With respect to yesterday's little perception experiment ("Can you tell the difference between English and Chinese?", 12/20/2013), Edward Lindon asked, semi-rhetorically:
Could the putative perceived similarities have any connection with the rhythms and inflections of the "broadcast voice"? Would the results be the same if the sample were composed of daily or conversational speech?
And Cygil responded, taking him literally:
Exactly. Newsreaderese is a bizarre dialect of English that, if you used in regular conversation, would immediately signal you as a madman.
This is absolutely all true, though incomplete — there are at least four or five quite distinct dialects of newsreaderese in English, and probably in other languages/cultures as well. See "Celebrity Voices", 3/26/2011, for some discussion.
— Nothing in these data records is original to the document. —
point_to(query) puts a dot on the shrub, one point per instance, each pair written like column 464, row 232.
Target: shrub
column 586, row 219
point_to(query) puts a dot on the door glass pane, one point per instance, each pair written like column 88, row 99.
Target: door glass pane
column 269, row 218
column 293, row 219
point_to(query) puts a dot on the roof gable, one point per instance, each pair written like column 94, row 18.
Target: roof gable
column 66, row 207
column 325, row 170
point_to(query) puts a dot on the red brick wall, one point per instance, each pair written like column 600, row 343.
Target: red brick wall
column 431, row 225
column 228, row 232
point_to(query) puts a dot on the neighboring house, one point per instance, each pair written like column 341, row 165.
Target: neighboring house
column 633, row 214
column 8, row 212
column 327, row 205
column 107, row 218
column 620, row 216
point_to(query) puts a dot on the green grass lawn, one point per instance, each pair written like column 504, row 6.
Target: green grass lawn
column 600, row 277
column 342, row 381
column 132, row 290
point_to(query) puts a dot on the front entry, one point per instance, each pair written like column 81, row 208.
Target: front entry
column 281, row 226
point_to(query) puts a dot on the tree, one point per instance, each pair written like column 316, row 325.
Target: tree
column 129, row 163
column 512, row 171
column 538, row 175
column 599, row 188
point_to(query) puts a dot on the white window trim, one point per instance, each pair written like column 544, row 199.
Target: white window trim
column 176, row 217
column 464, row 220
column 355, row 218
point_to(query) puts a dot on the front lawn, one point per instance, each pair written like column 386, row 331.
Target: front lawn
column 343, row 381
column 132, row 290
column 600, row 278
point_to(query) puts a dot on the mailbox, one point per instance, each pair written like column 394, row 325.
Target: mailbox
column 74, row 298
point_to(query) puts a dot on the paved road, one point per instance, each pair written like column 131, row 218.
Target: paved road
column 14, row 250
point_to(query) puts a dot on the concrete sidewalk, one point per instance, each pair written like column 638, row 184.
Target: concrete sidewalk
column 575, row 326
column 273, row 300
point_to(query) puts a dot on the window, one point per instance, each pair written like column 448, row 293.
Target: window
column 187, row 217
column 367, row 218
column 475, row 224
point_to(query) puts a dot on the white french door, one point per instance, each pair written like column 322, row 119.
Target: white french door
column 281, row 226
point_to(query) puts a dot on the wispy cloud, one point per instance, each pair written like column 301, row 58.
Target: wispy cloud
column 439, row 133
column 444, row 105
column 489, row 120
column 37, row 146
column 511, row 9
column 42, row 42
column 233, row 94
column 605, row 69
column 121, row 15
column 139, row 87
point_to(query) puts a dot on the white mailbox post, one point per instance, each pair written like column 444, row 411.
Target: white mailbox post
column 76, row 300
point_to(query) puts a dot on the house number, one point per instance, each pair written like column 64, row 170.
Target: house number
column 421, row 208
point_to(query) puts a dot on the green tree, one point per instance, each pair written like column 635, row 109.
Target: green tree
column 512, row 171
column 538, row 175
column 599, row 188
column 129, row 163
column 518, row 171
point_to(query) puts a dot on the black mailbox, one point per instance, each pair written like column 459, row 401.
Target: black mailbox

So this morning, I've selected eight phrases at random from published corpora of conversational telephone speech in English and in Mandarin, and you can try the same experiment again.
There are two small changes. First, lowpass filtering, never a wonderful strategy for "delexicalizing" speech recordings, works especially badly for telephone speech, where the nominal passband is around 300-3400 Hz, so that lowpass filtering at 300 Hz (as I did for yesterday's experiment) is problematic. So I've pitch-tracked the original audio clips, and then synthesized them as amplitude-and-frequency-modulated complex tones. As a result, this time you don't need to worry about the frequency response of laptop or tablet speakers. (Code for creating stimuli of this type is available on request, though I warn you that it's not pretty: a thrown-together amalgam of C, shell, and matlab programs/scripts.)
And second, you can enter your responses on a Google Form here. (I still haven't found a convenient way to randomize the order of stimulus presentation on a per-subject basis, while automatically keeping track of the stimulus/response relationships…)
Again, I'll leave comments closed until we have an adequate number of responses.